Accepting help from the divine gardener?

Six-thirty a.m. and peace and quiet is mine!  I’m having my prayer time early in the morning before the rest of the family surfaces, sitting in my favourite red armchair, with a view onto a tree at the side of the house.  As I read a Psalm and glance out of the window, I can see its first white bloom of the year.  This tree[1] always brings me joy – it’s easily overlooked, situated where it is on a path from the front of the house to the back, but it produces a mass of white, pop-pom like flowers with a heady, vanilla scent.  I’m so glad it’s flowering this year, because on Good Friday I discovered it was being swamped by ivy, so much so that its lower branches were lost underneath and I wondered if it would ever recover.  The tree looked dead, and I didn’t know if it was, or if it simply hadn’t sprung back to life after the winter months.  Strangles of ivy were all you could see in places, thicker than my thumb, wound so tightly around the trunk and branches that it looked like it was the tree in its own right.  I pulled off what I could, yanking at the sections I could lift before, frustrated, having to call for help.  My husband came to my rescue, and once we’d traced it down the trunk and discerned its roots amongst the tree’s own, he sawed it off from the bottom of the tree.

This is how our garden rolls – it’s hard to keep track of every plant and tree, and there’s a certain rambling quality where we discover what’s growing, sometimes with pleasure, sometimes not.  Beneath the tree as I look out at it now, I see a jumble of wild, everlasting sweet peas and hollyhocks competing for light and space, periwinkles that have been left to rove, valerian in different shades of pink and wild geranium… It’s all managed with a light touch, and often only when it gets out of hand.  Yet the sight of that first white bloom really cheers me.  Spotting the flower in my quiet time, its metaphorical quality is all the more obvious.  It makes me think of how the Lord feels when he sees in us the first flush of faith, tentative at first, before an explosion of belief takes hold after those ‘If you’re there, God’ prayers.  We read that “there is joy in the presence of God’s angels when even one sinner repents.”[2] Whose joy?  The Father’s surely, in the context of the Bible passage, for Jesus goes on to talk about the prodigal son and the way his father welcomes him home.

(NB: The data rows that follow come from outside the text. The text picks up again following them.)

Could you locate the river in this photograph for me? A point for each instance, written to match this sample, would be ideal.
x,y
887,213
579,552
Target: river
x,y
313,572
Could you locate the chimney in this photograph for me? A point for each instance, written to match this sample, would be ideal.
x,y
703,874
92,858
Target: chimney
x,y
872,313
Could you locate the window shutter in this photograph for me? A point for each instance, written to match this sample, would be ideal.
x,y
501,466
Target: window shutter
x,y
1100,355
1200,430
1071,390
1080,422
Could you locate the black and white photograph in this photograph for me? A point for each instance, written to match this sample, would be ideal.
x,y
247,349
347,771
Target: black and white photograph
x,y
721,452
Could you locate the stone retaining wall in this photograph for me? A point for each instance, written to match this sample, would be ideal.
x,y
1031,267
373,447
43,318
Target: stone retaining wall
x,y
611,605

Isn’t so much of the beauty we enjoy outside simply part of God’s generosity towards us, as a new parent prepares their child-to-be’s bedroom, hanging a mobile above the cot, choosing the colour scheme, wondering how they will enjoy this thing and that?  God didn’t have to give us all this but he knew we’d enjoy it, and when something he’s made gives us pleasure, that gives him pleasure too.  This tree and its recent story remind me of another lesson: God doesn’t give up on us. Certain things may overtake us, not that we’d consciously allowed them to (or perhaps we had), but God is there, just like the gardener, wanting to pull away that which, when given long enough, may begin to strangle our faith.  We sometimes fear how God will deal with us; even allow sin to cling because we expect the process of release will be painful.  (We can all look back on at least one of those episodes if we are honest enough — times of clinging to old hurts, bitterness, unhelpful habits?)  Yet he is gentle, with the hands of the good shepherd himself, or the prodigal’s father, whose fingers perhaps tingled with excitement when he had the opportunity to drape the best cloak over his son.  (I know that story was metaphorical too, but I think we’re meant to be able to picture them, and their redeemed relationship.)

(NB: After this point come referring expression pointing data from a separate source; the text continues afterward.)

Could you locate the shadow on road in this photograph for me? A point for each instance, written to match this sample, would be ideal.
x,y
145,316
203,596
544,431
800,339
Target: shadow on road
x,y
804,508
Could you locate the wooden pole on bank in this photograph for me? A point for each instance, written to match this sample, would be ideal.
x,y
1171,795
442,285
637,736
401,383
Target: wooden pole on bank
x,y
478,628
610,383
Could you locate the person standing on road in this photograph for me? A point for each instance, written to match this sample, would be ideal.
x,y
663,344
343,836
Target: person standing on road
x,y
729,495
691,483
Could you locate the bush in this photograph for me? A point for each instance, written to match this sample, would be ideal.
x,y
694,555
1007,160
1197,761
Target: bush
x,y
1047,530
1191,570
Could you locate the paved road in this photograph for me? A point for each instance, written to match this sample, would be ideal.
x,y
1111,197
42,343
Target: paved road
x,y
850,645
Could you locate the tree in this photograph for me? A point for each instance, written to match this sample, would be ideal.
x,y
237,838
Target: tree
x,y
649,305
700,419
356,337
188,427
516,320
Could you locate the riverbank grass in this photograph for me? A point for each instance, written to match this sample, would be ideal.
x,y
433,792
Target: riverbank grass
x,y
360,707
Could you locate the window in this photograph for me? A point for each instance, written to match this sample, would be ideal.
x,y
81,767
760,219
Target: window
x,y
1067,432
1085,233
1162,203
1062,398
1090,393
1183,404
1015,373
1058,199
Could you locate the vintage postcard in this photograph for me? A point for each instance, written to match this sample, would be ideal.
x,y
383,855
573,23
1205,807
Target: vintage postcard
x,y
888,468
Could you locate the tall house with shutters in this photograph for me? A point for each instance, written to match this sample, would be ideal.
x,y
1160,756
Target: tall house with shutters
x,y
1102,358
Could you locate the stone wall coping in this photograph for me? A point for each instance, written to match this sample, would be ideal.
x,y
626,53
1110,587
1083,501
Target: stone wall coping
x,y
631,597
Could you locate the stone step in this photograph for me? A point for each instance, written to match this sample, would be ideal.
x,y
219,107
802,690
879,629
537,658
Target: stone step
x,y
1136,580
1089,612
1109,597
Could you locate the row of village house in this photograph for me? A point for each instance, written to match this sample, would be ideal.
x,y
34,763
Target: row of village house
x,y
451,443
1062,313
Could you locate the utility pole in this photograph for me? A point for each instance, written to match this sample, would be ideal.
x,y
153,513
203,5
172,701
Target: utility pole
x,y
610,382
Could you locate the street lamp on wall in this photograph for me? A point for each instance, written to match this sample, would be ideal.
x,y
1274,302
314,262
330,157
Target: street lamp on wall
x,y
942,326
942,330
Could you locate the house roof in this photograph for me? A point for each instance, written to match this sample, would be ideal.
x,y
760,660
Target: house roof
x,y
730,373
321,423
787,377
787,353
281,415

I can see, now that I study the tree hard, three more blooms, and a few waxy buds, preparing to unfold.  They might not be there if the gardener was forbidden from doing his work.

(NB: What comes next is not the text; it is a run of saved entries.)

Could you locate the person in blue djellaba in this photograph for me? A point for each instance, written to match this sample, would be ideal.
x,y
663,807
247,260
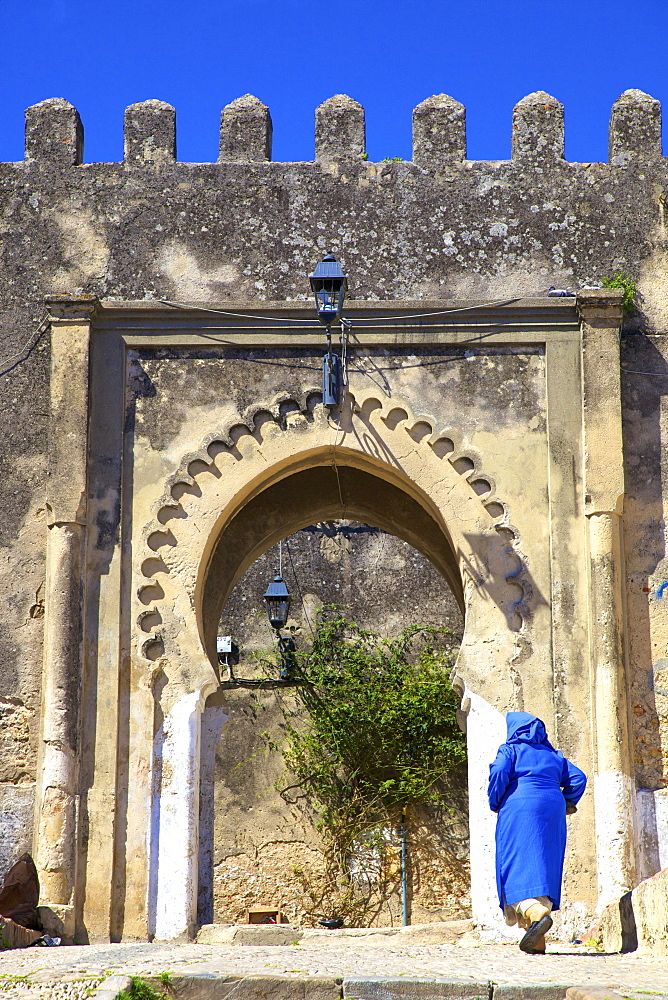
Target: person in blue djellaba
x,y
532,787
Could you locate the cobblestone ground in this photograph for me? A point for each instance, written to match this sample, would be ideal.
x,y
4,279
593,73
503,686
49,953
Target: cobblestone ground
x,y
72,973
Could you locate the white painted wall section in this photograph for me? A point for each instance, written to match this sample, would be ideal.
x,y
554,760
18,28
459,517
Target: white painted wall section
x,y
174,835
485,732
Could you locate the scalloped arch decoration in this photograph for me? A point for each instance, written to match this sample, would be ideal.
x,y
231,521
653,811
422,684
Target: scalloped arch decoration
x,y
274,439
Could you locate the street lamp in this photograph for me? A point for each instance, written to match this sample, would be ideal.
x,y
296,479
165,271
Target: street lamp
x,y
329,285
277,598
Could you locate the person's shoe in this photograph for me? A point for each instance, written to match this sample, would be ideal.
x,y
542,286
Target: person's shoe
x,y
533,942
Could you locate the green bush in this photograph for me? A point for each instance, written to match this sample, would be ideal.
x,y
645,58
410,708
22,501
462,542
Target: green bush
x,y
628,286
375,727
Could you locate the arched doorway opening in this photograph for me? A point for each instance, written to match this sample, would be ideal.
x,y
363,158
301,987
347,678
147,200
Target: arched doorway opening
x,y
262,846
256,481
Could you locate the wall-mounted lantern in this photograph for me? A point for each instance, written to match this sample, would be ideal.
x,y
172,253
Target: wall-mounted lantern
x,y
277,598
329,285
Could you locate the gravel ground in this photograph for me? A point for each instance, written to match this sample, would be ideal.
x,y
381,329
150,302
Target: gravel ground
x,y
72,973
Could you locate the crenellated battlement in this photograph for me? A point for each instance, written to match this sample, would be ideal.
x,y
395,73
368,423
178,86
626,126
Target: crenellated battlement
x,y
54,131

Therefore, since we are surrounded by such a huge crowd of witnesses to the life of faith, let us strip off every weight that slows us down, especially the sin that so easily trips us up. And let us run with endurance the race God has set before us. We do this by keeping our eyes on Jesus, the champion who initiates and perfects our faith.

Hebrews 12:1-2

[1] I think it’s the Philadelphus ‘Virginal’ (Mock Orange) tree, ‘Philadelphus’ meaning ‘extreme’ because of its overpowering scent.